Adnan Saleem

Personal information
- Full name: Adnan Saleem
- Born: 18 December 1976 (age 49) Islamabad, Pakistan
- Batting: Left-handed
- Bowling: Left-arm fast

Domestic team information
- 2002–2006: Buckinghamshire

Career statistics
| Competition | List A |
| Matches | 5 |
| Runs scored | 2 |
| Batting average | 1.00 |
| 100s/50s | –/– |
| Top score | 2 |
| Balls bowled | 179 |
| Wickets | 5 |
| Bowling average | 32.20 |
| 5 wickets in innings | – |
| 10 wickets in match | – |
| Best bowling | 3/24 |
| Catches/stumpings | 1/– |
- Source: Cricinfo, 27 April 2011

= Adnan Saleem =

English cricketer

Adnan Saleem (born 18 December 1976) is an English cricketer. Saleem is a left-handed batsman who bowled left-arm Fast. He was born in Islamabad.

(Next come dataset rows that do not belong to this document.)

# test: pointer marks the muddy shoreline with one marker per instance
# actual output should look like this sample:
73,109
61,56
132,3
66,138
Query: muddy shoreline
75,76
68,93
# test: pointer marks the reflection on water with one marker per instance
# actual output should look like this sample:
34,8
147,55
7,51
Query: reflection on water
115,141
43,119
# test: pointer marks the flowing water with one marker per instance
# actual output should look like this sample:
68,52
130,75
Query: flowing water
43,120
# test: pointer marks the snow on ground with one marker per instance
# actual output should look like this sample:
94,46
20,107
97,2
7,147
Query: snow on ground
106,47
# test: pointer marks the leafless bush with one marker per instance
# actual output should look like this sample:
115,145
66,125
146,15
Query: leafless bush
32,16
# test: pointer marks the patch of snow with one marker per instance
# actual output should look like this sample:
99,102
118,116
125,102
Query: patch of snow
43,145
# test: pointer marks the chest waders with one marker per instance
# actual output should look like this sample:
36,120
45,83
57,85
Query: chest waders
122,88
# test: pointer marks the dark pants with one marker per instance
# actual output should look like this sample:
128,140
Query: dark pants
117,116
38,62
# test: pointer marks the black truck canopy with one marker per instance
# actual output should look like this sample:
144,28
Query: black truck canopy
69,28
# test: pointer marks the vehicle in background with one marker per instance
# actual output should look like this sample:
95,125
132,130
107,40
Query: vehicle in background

Saleem made his debut for Buckinghamshire in the 2002 MCCA Knockout Trophy against the Northamptonshire Cricket Board. Saleem played Minor counties cricket for Buckinghamshire from 2002 to 2006, which included nine Minor Counties Championship matches and six MCCA Knockout Trophy matches. In 2002, he made his List A debut against Sussex in the Cheltenham & Gloucester Trophy. He played four further List A matches for Buckinghamshire, the last coming against Lancashire in 2005. In his five List A matches, he took 5 wickets at a bowling average of 32.20, with best figures of 3/24.

From 1996 to 1998, Saleem played mainly Second XI cricket for the Surrey County Cricket Club and was a consistent performer with over 75 wickets and an ability to strike at any time. Due to the strength of the Surrey squad, he found limited opportunity in the Surrey First XI. He has represented numerous sides over the years including English Schools, British Universities, Club Cricket Conference, and Marylebone Cricket Club with distinction. In 2000 he was named the player of the tournament in the Home Nations Competition in Dublin representing English Universities. A Civil Engineer by profession Saleem made his debut in the Surrey Championship in 1993 for Addiscombe Cricket Club and has around 600 first team wickets and over 5000 first team runs making him one of the leading club cricketers in the Surrey Championship. Adnan has toured with the Club Cricket Conference to Australia and Hong Kong and also represented Marylebone Cricket Club on tours to USA, Greece, Italy, Scotland, and Ireland also playing A Grade Cricket for Sir Donald Bradman's old club Kennsington District Cricket Club in Adelaide.